GNOD Presents.. Dwellings & Druss

It’s been raining almost nonstop in Chicago for over a week. There’s been flooding and everything. Yesterday was another one. Sometimes I want to fight the blahs with something bright and nice and escapist, and sometimes I want to barrel into it with something dark and dense and repetitive. Manchester noise collective Gnod are obligingly dark and dense and repetitive, and this is a particularly electronic and cold and distant offering by them.

I don’t know why I picked this one up. Mostly because it was raining and I decided to go slightly out of my way and take shelter in a record store until the rain let up. Only it didn’t, so I was forced to either walk the longer way home in a cold rain, empty-handed, with less of the evening ahead of me, or pick some likely beast out of the bins that would fit my mood at the time and give me something better to look forward to than no longer walking in the rain. This was my choice of carrot and stick. Might as well buy a record if you ever find yourself acting out a Camus novel.

 
I have more than my share of things like this already, and I only ever listen to them when I’m in a desperately bleak and vulnerable mood. They remove me from my body and harden my skin while I’m gone so I can come back later and maybe do the fucking dishes like an adult is supposed to.

I’m in the midst of a living situation limbo wherein my nice, sweet, elderly landlady has died and thus vacated her half of the two-unit building. I think my legal status is technically down to common law this and squatter’s rights that, which makes me uneasy, but at least I can crank the music. I tend to still be as polite as possible about it because I once lived next door to some rave DJs and it scarred me for life, but this one leapt out of my speakers in a bass-heavy bowel-shaking pulsation that judging from the amount I enjoyed it, I must have needed. I also think it helped my building’s forlorn energy to shake a little dust out of the foundational walls. I try to keep it down past eleven pm. It’s neighborly.


Golden State Warriors versus Denver Nuggets, NBA Playoffs First Round, Game 2

I love everything about this playoff series. These are two teams who want to run their opponents off the court. Both are without one of their top two best players, screwing up rotations and creating odd playing-time decisions. Both teams will play ultra small and fast lineups designed to waterbug around the court and score in wild flourishes. The uniforms of the two teams even match.

This game featured nobody playing defense except for gambling on steals, and the Warriors took more efficient advantage. It is not often an opposing team will come into the Denver altitude and run the deep-benched Nuggets out of the gym, but the number and duration of TV timeouts in a playoff game negate that advantage, and the Warriors are a young, athletic team of runners and gunners.

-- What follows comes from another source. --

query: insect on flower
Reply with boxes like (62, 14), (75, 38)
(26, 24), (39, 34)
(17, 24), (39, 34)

Golden State guard Steph Curry’s jumpshot, when it’s falling like it was this time, is a thing of beauty. He flicks the ball effortlessly out of his hand and keeps it on a thin, invisible leash, pulling it through the other side of the basket on his quick-wristed follow-through like the old magic shop dollar-snatching gag. The ball seems to shrink in size and pick up speed as it leaves him. 

The biggest knock on Curry as a player, other than defense, is his inability to keep his ankles from spraining, and at one point he rolled his ankle badly but then walked it off. This is what it’s like to roll your ankles once you’ve already rolled them plenty: there’s nothing in there left to go wrong, and you just continue on hurting slightly more than the regular amount. I’m glad he was able to stay in the game, even though Curry’s shot is so smooth he could probably lead an average-quality varsity high school team in scoring from the confines of a wheel chair.